A proposed state constitutional amendment which would reduce the cap on the income tax rate to 5.5 percent moved closer to a statewide referendum Wednesday, despite the protests of Democratic lawmakers.
The House Finance Committee approved Senate Bill 75 by a voice vote along party lines. Democrats asked for a roll call vote, but didn’t follow procedure, and the bill passed. It then moved to the House Rules Committee.
The N.C. Constitution now caps the state income tax rate at 10 percent. The personal income tax stands at 5.499 percent. The rate will fall to 5.25 percent for the 2019 tax year, when the proposed cap would go into effect.
Collegiality between Democratic and Republican members was strained after their two-hour meeting cut into lunchtime and was filled with arguments over the seriousness and intent of legislators’ rhetoric.
The bill’s sponsor, Sen. Tommy Tucker, R-Union, got pushback from Democrats over the potential damage the tax cap could have on the state’s AAA bond rating. Tucker said he thought the bond rating was safe.
John Locke Foundation analyst Joe Coletti, who studies fiscal matters, says responsible budgeting is most important.
“What ratings agencies care about is that you live within your means,” Coletti said. “North Carolina has proven that it can live within its means. If we keep spending under control, everything takes care of itself.”
Rep. Graig Meyer, D-Orange, echoed the left-leaning N.C. Justice Center, which claimed the amendment may cause local governments to raise sales or property taxes to make up for revenue potentially lost from state funds.
Meyer said if the state’s economy worsened in the future, tax increases would hit working people hardest.
Tucker disagreed. He said lawmakers have a duty to set aside money for tough economic times, and could consider increasing revenue from other sources instead of raising the income tax.

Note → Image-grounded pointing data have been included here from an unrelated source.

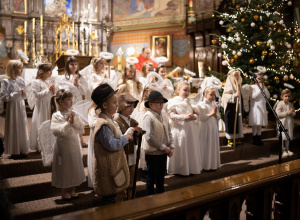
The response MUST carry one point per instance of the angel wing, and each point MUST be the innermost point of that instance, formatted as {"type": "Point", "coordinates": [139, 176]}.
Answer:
{"type": "Point", "coordinates": [31, 100]}
{"type": "Point", "coordinates": [82, 109]}
{"type": "Point", "coordinates": [156, 85]}
{"type": "Point", "coordinates": [46, 142]}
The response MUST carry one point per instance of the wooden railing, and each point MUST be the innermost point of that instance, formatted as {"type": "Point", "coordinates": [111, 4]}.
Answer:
{"type": "Point", "coordinates": [270, 193]}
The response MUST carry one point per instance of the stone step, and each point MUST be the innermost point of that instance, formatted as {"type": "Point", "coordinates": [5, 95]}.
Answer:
{"type": "Point", "coordinates": [50, 206]}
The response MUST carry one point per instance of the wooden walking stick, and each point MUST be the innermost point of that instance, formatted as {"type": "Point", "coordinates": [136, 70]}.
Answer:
{"type": "Point", "coordinates": [138, 152]}
{"type": "Point", "coordinates": [236, 109]}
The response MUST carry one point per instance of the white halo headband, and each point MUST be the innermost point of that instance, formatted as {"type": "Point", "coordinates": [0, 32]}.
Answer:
{"type": "Point", "coordinates": [132, 60]}
{"type": "Point", "coordinates": [106, 55]}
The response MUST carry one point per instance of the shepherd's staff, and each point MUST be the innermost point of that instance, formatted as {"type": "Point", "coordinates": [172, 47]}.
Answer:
{"type": "Point", "coordinates": [236, 108]}
{"type": "Point", "coordinates": [138, 152]}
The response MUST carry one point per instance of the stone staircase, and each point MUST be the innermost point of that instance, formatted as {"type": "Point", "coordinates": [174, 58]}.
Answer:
{"type": "Point", "coordinates": [28, 183]}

Rep. Robert Reives, D-Lee, closed the debate by summarizing the Democratic opposition to an amendment, He said he supported the idea of potentially lowering the tax burden, but “adding things to the constitution gives you the type of inflexibility that it does cause problems in the future.”
A SurveyUSA poll sponsored by the conservative nonprofit Civitas Institute found that 66 percent of registered voters polled would be in favor of an income tax cap amendment. Eighteen percent of voters said they would be opposed to the amendment, while 21 percent said they were unsure.
Coletti said that ideally, there would be comprehensive limitations on all taxes. According to the Civitas poll, though, 34 percent of voters were unsure if they would support limiting budget growth to the sum of annual inflation and the population growth rate. It was the only potential amendment of the five surveyed which didn’t get the backing of a majority of respondents.
Civitas Action, the political advocacy arm of Civitas Institute, announced Wednesday it would grade and publicize legislators’ votes on the bill.
“Civitas Action believes in strongly protecting North Carolina taxpayers against future legislatures’ desires to raise taxes to fuel their spending habits,” the group said in a statement.
On ballots this fall, voters would mark that they’re for or against the statement, “Constitutional amendment providing that the rate of tax on incomes shall not exceed five and one-half percent (5.5 percent).” The amendment is one of 18 introduced during the 2017-2018 legislative sessions.